Grégory Lorenzi vivra dimanche son dernier match avec le Stade Brestois, face à Angers Sco, lors de la 34e journée de Ligue 1 à 21 h. Après dix ans comme directeur sportif, et six autres passés au club comme joueur, il s’apprête à tourner la page au terme d’un cycle qu’il décrit lui-même comme accompli.
Le départ de Lorenzi n’a rien d’un adieu amer. Il a dit partir avec « un sentiment de bonheur, de plaisir et de fierté », et refermer cette période avec la conviction d’avoir mené sa mission jusqu’au bout. « Aujourd’hui, je tourne cette page avec le sentiment de mission accomplie, et pen huel, comme on dit ici », a-t-il expliqué, ajoutant qu’il ne voulait pas « faire l’année de trop ».

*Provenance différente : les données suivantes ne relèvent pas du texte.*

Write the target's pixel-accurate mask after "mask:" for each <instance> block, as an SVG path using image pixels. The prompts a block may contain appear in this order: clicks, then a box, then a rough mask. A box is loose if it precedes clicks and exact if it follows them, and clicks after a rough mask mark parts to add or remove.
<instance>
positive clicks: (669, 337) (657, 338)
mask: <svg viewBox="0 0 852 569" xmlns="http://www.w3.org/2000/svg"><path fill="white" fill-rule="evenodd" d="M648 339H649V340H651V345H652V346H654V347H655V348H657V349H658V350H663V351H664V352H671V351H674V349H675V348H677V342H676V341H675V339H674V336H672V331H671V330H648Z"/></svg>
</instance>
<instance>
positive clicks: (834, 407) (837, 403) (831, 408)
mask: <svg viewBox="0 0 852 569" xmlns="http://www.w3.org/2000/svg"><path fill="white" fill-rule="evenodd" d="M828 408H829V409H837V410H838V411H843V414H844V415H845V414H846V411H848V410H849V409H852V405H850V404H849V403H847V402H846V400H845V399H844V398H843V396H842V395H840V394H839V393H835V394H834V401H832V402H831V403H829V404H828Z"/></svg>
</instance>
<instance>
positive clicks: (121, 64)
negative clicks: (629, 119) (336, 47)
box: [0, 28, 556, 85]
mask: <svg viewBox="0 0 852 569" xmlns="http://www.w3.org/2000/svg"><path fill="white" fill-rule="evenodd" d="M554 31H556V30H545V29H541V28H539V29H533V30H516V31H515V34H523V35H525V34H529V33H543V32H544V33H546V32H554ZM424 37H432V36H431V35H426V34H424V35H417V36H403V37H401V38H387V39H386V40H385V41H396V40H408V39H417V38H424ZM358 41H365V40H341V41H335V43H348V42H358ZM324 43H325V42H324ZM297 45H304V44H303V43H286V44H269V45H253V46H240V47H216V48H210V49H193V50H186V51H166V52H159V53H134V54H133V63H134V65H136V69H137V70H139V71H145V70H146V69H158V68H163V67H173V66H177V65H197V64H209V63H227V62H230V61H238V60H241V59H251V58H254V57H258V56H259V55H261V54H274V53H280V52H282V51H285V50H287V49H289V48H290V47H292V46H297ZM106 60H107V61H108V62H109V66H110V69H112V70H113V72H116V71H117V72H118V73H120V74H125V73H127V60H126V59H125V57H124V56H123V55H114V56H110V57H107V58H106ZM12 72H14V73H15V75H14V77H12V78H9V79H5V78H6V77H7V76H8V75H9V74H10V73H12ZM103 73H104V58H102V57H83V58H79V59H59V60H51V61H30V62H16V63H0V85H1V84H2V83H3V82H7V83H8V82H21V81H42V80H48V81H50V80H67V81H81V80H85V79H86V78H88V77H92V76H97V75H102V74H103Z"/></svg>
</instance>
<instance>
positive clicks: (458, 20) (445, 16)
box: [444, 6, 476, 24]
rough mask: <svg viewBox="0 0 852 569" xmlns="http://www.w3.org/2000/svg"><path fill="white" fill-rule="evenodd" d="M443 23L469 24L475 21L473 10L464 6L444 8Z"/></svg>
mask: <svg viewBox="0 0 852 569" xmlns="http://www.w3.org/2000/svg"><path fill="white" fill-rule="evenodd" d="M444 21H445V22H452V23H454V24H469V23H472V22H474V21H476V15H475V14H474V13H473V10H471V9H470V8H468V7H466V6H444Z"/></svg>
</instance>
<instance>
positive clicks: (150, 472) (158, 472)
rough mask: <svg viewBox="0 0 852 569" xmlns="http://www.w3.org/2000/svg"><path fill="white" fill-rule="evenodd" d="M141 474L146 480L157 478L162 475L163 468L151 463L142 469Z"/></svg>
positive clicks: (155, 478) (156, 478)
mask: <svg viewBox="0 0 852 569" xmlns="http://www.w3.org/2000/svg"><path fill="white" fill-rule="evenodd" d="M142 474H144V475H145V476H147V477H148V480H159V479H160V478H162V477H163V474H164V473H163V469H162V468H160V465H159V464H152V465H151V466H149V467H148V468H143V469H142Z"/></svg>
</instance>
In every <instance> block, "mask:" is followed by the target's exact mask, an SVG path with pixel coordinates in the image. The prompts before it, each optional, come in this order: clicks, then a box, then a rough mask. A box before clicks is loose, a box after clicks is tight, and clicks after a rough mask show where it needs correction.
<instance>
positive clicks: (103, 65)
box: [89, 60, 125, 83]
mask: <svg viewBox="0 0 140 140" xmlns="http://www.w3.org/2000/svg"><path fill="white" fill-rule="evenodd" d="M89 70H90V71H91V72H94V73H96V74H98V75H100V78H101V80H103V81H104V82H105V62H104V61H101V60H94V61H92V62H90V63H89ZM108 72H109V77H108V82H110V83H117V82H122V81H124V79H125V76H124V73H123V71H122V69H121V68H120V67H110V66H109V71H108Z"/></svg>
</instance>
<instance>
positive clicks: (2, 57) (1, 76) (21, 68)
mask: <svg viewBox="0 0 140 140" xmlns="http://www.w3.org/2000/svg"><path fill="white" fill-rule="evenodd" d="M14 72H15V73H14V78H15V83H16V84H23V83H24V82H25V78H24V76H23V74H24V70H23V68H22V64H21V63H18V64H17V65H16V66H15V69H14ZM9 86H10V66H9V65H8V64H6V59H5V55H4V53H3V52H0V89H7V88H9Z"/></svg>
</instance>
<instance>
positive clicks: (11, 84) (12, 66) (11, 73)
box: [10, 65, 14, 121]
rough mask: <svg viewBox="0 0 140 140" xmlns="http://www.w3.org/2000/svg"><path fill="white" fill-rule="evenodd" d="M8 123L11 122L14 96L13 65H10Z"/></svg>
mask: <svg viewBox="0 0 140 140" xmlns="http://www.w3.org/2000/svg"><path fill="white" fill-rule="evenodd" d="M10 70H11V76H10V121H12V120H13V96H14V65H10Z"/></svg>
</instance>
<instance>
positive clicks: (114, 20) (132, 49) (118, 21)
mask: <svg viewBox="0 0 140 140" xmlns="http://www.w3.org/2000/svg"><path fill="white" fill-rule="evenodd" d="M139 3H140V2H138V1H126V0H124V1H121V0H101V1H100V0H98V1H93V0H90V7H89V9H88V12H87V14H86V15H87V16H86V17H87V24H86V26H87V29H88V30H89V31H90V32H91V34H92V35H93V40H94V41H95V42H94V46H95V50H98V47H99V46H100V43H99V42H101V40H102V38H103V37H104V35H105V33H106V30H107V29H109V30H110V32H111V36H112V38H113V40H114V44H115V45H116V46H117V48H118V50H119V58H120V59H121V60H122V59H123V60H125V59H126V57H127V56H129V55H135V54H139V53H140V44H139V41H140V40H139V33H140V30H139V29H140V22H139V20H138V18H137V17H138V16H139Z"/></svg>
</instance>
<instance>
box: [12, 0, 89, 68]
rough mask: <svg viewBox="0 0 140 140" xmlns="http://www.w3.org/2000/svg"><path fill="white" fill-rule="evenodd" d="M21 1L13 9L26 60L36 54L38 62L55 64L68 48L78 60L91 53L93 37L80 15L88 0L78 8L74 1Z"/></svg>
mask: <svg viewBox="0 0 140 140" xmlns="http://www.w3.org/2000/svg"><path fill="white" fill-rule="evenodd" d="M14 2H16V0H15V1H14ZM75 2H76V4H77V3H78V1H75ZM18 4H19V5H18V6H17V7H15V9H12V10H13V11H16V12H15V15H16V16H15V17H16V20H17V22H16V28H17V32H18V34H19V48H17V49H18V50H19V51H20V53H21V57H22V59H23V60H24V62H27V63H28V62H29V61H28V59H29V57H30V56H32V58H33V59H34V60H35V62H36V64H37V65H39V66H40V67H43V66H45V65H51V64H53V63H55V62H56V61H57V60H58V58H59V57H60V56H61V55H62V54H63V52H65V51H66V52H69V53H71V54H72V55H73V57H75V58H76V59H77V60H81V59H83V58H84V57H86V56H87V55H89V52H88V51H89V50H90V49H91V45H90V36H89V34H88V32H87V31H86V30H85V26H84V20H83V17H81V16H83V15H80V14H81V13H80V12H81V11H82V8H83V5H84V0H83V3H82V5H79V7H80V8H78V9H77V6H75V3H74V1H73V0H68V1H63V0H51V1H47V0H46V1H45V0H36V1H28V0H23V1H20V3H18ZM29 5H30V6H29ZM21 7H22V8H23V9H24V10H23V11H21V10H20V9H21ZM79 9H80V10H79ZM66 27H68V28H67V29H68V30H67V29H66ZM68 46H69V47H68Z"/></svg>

Ce dernier rendez-vous arrive au moment où Brest s’apprête à clôturer sa saison, mais aussi à ouvrir une nouvelle séquence dans son organisation sportive. Lorenzi a rappelé que le club avait avancé grâce à une répartition très claire des rôles entre Denis Le Saint, Gérard Le Saint, Pascal Robert sur le plan administratif, et lui-même sur le versant sportif. Cette mécanique, dit-il, a permis au club d’évoluer dans la durée.
Le directeur sportif sortant a aussi laissé entendre que la prochaine étape pourrait demander un autre regard. Il a dit que le club aurait peut-être besoin de nouvelles idées, et que son successeur pourrait arriver dans des conditions différentes. Lorenzi, lui, ne ferme pas totalement la porte: il a indiqué qu’il resterait disponible pour conseiller le président si nécessaire.
Son passage à Brest aura été marqué par une fidélité rare. D’abord joueur pendant six ans, puis directeur sportif pendant dix ans, Lorenzi a traversé une décennie qu’il juge exceptionnelle. À son arrivée, l’ambition du club était de retrouver la Ligue 1. Dix ans plus tard, il part avec le sentiment d’avoir laissé une trace positive, au moment précis où Brest s’apprête à disputer un dernier match avant de basculer vers l’après-Lorenzi.